Bloom's book offers a way forward through the often-paralyzing anxiety that can come with getting sick as a woman. I found empowering advice throughout—from practicalities of managing insurance and processes, to strategies for managing supportive relationships and creating mindfulness and mental strength. The chapter on communicating with doctors gives specific advice that can help women create the relationships they want with their doctors—tips we can all use in today's overloaded health system, as we look for authentic relationships within it. Thank you for the practical advice and behind-the-scenes insights!
We all know that the healthcare system is complicated and that women do an inequitable amount of caregiving. So what happens when women themselves get sick? Rebecca Bloom's expertise, compassion, and conviction that all women deserve support deeply permeates When Women Get Sick, the guide every woman -- and every person who cares about a woman -- needs to navigate a challenging chapter. --Lauren Tetenbaum, LCSW, JD, PMH-C, psychotherapist and author of Millennial Menopause: Preparing for Perimenopause, Menopause, and Life's Next Period
Oof. This book is a gut punch and a godsend. Rebecca Bloom doesn’t just write about the healthcare system—she grabs you by the hand and walks you through the minefield with stories that are disturbingly familiar and fiercely practical. When Women Get Sick is part field guide, part feminist manifesto, and every woman I know needs it on her nightstand. I read it like a pregnant woman with a foot-long sandwich and a bag of Doritos—desperate to take it all in, fast.

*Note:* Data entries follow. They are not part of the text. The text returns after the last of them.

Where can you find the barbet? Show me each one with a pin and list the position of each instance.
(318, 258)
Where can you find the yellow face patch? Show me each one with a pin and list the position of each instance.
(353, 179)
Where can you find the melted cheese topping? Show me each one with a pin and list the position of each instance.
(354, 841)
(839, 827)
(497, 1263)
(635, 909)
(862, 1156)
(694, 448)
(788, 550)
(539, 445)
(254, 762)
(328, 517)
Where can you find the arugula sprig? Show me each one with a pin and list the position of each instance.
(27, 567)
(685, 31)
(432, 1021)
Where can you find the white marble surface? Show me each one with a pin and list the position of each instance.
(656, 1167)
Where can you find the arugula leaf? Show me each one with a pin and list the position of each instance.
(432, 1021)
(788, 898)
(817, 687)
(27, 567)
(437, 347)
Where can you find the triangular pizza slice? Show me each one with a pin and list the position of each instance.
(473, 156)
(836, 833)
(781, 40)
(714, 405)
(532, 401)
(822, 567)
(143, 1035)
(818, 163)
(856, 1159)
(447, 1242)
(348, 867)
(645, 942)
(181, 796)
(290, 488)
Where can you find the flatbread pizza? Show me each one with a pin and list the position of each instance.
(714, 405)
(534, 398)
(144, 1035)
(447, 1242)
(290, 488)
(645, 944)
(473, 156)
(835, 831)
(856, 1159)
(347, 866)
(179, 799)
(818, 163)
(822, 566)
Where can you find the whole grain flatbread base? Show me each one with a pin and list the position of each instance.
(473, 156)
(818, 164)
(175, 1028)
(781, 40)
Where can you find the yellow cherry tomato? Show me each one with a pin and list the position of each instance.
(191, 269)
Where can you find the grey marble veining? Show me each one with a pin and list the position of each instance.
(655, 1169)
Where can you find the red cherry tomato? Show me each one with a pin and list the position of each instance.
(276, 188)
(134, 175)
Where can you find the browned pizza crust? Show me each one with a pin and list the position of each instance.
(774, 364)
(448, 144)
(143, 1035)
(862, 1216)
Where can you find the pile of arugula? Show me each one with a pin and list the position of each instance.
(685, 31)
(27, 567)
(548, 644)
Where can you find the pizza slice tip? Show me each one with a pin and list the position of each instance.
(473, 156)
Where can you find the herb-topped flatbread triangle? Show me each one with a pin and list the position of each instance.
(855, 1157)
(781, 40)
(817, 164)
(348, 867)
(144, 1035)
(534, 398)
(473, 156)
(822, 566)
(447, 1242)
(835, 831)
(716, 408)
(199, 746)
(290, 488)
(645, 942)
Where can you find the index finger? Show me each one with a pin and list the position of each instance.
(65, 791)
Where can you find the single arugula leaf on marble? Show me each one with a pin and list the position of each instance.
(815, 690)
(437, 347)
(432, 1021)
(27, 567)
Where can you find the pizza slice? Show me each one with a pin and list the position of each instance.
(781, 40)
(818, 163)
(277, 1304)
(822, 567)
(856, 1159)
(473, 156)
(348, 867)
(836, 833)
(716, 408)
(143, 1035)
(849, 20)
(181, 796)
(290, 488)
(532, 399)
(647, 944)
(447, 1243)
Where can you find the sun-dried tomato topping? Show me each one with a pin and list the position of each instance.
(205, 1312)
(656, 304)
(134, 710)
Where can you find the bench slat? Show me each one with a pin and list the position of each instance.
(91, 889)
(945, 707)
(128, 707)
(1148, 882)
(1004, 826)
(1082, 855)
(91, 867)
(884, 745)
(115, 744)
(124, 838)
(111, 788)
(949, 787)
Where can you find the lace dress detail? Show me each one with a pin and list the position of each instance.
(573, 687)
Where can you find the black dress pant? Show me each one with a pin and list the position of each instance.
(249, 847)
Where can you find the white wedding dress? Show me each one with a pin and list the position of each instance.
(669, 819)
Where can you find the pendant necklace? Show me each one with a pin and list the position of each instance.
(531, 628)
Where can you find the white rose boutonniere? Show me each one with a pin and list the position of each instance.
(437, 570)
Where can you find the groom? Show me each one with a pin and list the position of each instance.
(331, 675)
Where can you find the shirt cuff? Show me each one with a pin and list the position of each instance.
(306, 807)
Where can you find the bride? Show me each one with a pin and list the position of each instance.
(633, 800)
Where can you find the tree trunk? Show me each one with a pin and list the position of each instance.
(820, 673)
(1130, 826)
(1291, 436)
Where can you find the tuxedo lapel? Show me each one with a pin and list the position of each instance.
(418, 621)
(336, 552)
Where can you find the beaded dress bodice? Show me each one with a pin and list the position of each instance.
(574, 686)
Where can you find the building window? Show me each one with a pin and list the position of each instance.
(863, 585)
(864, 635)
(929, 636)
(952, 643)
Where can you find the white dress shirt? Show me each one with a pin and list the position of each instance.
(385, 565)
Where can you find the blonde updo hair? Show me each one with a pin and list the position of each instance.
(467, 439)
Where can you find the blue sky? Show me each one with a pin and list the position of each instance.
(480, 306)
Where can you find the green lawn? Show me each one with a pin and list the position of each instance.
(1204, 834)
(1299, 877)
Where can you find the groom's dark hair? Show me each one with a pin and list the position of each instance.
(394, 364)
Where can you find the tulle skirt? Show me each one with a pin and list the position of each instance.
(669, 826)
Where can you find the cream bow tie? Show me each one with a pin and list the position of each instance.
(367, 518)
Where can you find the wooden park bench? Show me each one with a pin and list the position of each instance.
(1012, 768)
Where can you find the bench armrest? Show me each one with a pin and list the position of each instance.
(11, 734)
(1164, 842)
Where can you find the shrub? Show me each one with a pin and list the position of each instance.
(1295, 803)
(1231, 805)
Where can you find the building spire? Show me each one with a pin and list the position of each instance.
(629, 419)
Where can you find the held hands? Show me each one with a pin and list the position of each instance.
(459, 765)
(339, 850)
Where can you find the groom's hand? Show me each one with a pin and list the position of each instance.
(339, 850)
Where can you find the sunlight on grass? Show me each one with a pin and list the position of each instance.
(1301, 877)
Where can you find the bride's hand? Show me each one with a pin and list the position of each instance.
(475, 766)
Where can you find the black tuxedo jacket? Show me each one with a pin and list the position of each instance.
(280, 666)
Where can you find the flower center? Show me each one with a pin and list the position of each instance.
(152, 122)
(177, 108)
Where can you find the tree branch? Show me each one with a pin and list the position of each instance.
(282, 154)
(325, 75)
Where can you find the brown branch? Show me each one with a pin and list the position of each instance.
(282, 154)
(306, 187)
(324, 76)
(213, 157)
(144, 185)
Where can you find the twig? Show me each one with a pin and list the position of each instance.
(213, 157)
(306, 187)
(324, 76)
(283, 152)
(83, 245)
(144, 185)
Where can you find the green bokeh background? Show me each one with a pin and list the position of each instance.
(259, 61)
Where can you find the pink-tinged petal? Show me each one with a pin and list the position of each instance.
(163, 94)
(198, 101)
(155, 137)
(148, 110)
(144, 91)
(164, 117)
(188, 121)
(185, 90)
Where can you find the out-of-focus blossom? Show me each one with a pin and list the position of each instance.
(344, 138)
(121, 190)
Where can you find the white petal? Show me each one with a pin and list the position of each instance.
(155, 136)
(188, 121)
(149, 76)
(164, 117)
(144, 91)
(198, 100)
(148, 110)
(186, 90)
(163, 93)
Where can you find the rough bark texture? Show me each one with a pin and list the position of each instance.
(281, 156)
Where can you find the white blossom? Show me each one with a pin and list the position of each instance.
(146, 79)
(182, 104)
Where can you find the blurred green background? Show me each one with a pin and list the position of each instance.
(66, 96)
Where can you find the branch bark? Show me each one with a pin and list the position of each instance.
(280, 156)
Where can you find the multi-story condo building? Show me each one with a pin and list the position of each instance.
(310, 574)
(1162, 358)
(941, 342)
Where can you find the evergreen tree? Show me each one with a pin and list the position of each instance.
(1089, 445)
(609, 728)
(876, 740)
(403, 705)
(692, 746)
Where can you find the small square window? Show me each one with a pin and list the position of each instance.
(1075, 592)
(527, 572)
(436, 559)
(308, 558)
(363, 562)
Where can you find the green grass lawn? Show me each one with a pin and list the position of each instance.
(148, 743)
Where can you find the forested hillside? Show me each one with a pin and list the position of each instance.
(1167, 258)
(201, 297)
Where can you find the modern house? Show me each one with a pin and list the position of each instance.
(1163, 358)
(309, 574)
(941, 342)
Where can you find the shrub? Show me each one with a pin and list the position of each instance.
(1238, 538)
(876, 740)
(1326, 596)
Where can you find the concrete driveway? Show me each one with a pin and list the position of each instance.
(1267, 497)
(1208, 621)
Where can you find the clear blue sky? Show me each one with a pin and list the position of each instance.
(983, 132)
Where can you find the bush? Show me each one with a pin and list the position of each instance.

A long time-time, compassionate advocate and activist for women's health care and the need for a level playing field, Rebecca Bloom has created a compelling, accessible work that should be on every woman's book shelf. Easy to follow information and inspiration about being your own advocate as well as how family members can traverse the path of health and healing with you.
Read this BEFORE you need it. A great guide to navigating our ever changing healthcare system. Also super useful in learning how best to be a support and advocate for a woman in your life who may need it. I also learned a lot about the evolution of health insurance in the US in the second half of the book which I found very interesting.
Rebecca Bloom has done an incredible writing job a book that is not just for women but for everyone. I so appreciated reading her introduction - one that spelled out exactly why she is the right person to write this book and I am so grateful that she did. This will always be on my bookshelf. It’s a book that you should not hesitate to share with others. It’s filled with thoughtful guidance and knowledge, well-written, thought provoking and sometimes infuriating because we are so at the mercy of the medical system but with this book, you can and will be better prepared when life unfolds unexpectedly. A truly excellent book.